Festival Theatre, Edinburgh

Mary Brennan

four stars

It would be easy, and crowd-pleasing for Rambert to dip into its repertoire of proven hits and tour an archive programme. The ecstatic reponse of the Edinburgh audience when this triple bill opened with Itzik Galili’s A Linha Curva (from 2009) - all bootylicious hip-sway, sinuous shoulder rolls, tribal stomps channelled into crisp formations - was a definite “welcome back!”. The music, played live, was a blast of steamy Brazil that made you want to shimmy, too.

But after the interval, the mood changed with newly commissioned work that is thought-provoking and responsive to the times we live in. The dancers brought a cool intelligence and driving dynamic to the shifting moods, isolations and interactions of Symbiosis (2017) that choreographer Andonis Foniadakis based on the ebb and flow of city life. Shapes matter here: not just individual body-lines but in the visual counterpoint between groups. It’s clever, complex but somehow - even with Ilan Eshken’s atmospheric music played live - it kept a distance from immersive humanity.

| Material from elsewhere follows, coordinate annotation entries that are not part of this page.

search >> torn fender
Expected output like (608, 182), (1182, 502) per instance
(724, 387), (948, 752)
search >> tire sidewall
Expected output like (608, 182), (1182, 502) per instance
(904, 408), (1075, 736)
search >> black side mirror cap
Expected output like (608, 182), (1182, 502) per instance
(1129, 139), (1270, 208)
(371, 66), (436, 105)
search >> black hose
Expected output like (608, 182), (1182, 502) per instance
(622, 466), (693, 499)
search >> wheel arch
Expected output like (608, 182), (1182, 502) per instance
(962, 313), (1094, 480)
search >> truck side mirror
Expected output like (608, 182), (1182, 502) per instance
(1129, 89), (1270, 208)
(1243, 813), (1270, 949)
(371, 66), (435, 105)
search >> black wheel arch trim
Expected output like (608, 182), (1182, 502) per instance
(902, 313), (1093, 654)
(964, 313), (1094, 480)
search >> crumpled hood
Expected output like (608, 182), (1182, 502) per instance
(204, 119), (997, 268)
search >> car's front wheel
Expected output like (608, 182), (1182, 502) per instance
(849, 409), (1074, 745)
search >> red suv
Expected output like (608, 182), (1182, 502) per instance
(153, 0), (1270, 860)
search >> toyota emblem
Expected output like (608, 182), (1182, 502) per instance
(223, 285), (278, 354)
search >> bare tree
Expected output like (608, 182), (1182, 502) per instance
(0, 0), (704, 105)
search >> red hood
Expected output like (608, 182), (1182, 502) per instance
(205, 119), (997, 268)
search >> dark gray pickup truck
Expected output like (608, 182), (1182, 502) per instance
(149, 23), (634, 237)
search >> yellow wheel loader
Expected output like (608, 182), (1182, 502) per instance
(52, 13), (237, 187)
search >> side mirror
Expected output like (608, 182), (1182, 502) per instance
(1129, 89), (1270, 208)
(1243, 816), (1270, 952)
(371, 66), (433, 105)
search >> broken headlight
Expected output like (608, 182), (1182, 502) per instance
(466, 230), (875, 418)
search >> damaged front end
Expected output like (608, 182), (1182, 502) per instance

That whammy came, full force, with the premiere of Ben Duke’s Goat. Miguel Altunaga, microphone in hand, was the roving reporter doing vox pops that became video footage on a screen. We witness the aggressively physical scape-goating of a randomly chosen suspect - why? because that’s how society is just now. Meanwhile Nia Lynn is underpinning this action with Nina Simone numbers in the troubled key of life - again the live music is a visceral force that relays love, loss and bitter-sweet feelings. By the end, a body lies prone on-stage and a woman is bereft. When Altunaga becomes that victim, Duke’s provocation is clear: acts of terror could happen to anyone. Love it or hate it - and audiences will divide here - Goat is Rambert in bold future-forward mode.